Karolu - do Wrocka to jednak trochę mi zajmie.
Wczoraj doszłam tylko do kiosku na rogu i dzisiaj mam zakwasy!!!
Tess - no ja też mam niezłomne postanowienie.

Zobaczymy co z tego wyjdzie.
Niestety Szczecin jeszcze dalej!

Chyba zbytnią optymistką byłam.
Ale ...za rok! Któż to wie, kto zapuka do Twojego realnego ogródka?
Izuniu - miałam taką nadzieję, że i do masażu moich plecków będzie, ale niestety płonne
marzenie. Akurat to okazało się chwytem reklamowym. Trza będzie poszukać
jakiegoś masażysty z krwi i kości.
A jak się robi brzuszki? Siadasz na siedzisku i odchylasz się w tył.
Można jeszcze inne ćwiczenia na nim robić, ale muszę pooglądać płytkę.
Trzeba było bardziej na południowy wschód...dobrze mówię?
- no dobrze mówisz, bo to bliżej, hihi....
Dinusiowi po głowie chodzą już stare, dobre zabawy - znaczy: lepiej.

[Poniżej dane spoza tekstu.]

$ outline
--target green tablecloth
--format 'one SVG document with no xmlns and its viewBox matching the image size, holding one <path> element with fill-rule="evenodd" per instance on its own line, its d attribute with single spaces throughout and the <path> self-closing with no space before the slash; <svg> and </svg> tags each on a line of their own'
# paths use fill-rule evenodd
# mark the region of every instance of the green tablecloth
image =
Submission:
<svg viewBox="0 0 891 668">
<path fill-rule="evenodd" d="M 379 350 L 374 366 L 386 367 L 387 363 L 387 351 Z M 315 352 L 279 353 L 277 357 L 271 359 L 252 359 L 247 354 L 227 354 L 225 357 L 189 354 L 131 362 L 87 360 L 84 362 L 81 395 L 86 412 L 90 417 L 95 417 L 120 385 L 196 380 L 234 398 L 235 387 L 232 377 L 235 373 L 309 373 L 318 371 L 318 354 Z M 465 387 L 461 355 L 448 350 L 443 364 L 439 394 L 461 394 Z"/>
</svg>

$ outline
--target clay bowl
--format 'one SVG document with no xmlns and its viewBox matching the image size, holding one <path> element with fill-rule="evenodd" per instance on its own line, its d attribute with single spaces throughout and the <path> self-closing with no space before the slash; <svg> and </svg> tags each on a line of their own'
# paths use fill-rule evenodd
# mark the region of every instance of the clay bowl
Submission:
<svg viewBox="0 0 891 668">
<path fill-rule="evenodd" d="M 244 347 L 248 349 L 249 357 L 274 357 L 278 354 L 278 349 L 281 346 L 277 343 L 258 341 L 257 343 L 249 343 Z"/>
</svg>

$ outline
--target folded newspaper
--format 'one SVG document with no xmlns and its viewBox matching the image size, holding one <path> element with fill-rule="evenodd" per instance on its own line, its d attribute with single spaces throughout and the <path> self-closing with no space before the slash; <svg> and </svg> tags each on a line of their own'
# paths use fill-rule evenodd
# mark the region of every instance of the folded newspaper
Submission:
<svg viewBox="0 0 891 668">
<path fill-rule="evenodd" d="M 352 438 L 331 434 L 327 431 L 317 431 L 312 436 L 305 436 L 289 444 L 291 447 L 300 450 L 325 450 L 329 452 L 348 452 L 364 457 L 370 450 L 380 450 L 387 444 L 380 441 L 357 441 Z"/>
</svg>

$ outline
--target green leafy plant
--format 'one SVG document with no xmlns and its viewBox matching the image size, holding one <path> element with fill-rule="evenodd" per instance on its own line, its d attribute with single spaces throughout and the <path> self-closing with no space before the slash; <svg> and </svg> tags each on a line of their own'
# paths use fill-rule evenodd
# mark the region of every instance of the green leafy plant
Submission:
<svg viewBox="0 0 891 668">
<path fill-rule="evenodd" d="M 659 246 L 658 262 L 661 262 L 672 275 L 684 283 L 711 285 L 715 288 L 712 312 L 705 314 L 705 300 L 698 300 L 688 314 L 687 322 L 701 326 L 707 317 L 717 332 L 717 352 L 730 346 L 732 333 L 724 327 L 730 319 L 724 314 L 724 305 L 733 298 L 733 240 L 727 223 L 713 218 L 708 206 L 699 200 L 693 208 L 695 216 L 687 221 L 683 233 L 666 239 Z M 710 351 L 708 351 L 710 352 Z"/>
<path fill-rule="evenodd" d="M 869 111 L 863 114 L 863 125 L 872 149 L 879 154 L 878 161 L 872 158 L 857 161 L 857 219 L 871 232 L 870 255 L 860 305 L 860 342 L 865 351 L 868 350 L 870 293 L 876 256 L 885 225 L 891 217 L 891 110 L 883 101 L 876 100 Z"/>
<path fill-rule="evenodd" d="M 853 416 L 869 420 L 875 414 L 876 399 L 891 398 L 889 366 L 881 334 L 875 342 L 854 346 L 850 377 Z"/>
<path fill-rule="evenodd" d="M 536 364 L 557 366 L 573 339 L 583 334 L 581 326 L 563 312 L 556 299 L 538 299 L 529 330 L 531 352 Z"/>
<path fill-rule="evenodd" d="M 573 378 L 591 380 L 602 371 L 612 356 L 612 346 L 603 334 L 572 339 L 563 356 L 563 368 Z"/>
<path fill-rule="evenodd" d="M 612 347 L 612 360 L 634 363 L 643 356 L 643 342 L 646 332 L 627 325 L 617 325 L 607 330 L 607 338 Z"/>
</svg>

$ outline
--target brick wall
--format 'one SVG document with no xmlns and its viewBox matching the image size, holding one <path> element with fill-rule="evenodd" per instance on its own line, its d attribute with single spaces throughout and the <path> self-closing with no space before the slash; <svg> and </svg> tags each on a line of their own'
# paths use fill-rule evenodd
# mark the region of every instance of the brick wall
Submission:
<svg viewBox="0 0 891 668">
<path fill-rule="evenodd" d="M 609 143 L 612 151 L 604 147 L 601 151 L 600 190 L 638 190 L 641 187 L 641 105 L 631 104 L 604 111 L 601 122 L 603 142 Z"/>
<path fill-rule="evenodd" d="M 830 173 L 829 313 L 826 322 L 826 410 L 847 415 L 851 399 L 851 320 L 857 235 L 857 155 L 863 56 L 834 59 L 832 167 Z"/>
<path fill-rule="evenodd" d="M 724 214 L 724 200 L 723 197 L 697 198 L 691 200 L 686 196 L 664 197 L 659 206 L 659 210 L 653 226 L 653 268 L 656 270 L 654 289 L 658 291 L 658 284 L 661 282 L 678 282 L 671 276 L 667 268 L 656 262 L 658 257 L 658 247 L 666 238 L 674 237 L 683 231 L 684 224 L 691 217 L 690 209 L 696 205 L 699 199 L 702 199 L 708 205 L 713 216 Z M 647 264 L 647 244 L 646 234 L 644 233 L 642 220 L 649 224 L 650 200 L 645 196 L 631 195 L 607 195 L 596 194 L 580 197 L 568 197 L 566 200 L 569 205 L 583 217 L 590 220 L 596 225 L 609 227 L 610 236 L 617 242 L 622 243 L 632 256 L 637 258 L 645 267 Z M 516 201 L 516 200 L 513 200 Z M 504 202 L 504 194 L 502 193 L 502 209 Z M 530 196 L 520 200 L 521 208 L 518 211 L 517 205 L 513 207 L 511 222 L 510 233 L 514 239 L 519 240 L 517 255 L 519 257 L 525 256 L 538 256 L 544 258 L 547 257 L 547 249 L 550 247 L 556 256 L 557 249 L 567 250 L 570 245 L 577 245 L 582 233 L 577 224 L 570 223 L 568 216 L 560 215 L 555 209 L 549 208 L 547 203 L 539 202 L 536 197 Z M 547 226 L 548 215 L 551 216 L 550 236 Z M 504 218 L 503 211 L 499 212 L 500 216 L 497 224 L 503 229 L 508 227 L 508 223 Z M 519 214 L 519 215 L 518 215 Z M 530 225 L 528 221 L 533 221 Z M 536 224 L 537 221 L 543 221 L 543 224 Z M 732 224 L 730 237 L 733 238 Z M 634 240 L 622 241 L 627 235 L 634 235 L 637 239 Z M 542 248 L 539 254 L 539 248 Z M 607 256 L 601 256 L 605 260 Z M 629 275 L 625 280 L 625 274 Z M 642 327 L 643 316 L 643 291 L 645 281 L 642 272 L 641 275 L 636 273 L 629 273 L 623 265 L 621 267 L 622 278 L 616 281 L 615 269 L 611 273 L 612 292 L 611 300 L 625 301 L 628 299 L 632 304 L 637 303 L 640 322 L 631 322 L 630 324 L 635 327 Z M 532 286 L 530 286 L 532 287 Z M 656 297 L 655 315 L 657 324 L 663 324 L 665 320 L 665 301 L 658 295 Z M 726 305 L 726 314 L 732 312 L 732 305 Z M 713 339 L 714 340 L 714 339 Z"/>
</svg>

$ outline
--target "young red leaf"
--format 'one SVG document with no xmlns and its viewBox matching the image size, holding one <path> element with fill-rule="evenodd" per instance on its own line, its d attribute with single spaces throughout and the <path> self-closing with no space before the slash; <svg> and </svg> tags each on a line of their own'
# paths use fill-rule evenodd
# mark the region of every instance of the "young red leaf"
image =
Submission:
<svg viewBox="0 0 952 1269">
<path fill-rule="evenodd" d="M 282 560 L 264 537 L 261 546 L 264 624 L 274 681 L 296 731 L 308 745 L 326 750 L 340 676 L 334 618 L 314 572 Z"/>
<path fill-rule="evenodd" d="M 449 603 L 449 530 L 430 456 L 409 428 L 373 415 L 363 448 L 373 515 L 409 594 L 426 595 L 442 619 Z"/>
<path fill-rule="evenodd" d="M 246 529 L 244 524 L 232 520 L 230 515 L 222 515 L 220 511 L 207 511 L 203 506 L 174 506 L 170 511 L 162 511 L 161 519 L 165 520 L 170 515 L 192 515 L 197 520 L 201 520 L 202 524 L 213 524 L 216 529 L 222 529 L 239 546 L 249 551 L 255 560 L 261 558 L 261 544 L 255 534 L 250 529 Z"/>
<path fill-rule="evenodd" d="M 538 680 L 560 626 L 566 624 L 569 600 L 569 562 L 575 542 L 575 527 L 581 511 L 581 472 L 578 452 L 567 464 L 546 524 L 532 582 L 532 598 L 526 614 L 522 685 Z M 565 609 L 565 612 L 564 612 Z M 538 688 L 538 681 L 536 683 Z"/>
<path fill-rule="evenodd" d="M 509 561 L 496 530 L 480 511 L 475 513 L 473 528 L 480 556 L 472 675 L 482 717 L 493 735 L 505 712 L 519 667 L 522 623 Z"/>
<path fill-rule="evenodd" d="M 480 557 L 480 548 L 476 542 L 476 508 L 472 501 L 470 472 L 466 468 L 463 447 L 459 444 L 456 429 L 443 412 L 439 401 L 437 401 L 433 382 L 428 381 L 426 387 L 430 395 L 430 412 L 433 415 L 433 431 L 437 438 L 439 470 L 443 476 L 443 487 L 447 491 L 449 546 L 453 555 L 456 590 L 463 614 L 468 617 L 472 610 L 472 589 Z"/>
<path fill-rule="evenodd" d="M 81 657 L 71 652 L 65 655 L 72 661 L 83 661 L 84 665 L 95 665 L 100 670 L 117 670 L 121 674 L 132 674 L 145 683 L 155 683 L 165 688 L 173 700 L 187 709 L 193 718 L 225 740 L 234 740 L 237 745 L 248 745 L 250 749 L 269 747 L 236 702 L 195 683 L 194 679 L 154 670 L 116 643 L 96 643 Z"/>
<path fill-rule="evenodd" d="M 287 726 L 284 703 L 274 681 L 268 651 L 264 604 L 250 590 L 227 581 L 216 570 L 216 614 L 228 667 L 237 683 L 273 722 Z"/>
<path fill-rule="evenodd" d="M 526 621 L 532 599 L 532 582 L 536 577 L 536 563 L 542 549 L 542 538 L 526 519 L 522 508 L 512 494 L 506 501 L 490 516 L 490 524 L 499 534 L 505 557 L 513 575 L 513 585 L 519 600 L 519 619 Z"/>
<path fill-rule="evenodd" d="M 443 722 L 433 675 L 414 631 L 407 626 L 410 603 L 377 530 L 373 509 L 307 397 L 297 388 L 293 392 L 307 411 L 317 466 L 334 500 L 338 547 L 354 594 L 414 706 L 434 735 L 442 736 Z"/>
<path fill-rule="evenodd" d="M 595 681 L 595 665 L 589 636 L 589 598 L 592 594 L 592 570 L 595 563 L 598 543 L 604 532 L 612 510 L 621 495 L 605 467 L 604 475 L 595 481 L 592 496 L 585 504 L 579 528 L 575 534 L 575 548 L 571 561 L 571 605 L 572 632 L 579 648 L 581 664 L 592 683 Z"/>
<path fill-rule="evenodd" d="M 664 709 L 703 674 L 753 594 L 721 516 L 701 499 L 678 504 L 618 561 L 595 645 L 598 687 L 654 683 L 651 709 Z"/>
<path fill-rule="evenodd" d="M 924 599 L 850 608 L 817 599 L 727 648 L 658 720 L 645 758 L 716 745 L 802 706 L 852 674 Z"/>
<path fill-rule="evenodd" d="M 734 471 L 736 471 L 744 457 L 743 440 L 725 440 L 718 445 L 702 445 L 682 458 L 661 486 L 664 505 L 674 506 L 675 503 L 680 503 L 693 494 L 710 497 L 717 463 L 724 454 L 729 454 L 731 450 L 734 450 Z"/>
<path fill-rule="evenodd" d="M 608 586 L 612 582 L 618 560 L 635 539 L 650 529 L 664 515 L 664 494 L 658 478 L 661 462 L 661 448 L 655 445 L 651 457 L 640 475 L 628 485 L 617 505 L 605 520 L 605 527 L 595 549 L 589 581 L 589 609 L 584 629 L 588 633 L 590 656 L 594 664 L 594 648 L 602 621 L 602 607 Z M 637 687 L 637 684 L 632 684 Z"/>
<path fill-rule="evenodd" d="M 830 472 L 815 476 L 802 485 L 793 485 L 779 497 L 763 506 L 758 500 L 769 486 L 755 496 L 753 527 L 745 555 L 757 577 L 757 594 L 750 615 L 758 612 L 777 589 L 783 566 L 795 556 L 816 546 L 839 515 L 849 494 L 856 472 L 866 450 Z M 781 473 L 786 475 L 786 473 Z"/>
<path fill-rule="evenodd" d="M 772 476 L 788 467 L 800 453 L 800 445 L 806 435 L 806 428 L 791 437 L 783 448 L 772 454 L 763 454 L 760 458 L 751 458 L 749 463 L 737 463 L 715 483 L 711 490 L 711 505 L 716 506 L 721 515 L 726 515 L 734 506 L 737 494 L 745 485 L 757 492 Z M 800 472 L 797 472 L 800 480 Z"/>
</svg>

Wygłaskałam go dzisiaj. To jest to, co Dinusie lubią najbardziej.
Jadwiniu - o matko! 200?! Zrobiłam 20 i mam dosyć
Mam parę pytanek w tej sprawie ale to jutro na pw się zapytam.
Grażynko - do wiosny jeszcze trochę czasu. Trzeba to wykorzystać!

To co napisałaś
jak dojdziesz to kondycja będzie taka
trzeba zmienić na
"dojdę, jak kondycja będzie taka

"
No coś trzeba robić, bo za dużo siedzę w pracy i w domu przed kompem.
Zosieńko - bardzo dziękuję! Mam nadzieję, że zakwasy jutro już będą mniejsze.
A póki co wiosny nie widać. Dzisiaj sypało i sypało! Samochody jechały żółwim tempem,
bo ślisko i niepewnie było.
A w Kotlinie dzisiaj w nocy najzimniej - minus 12 stopni.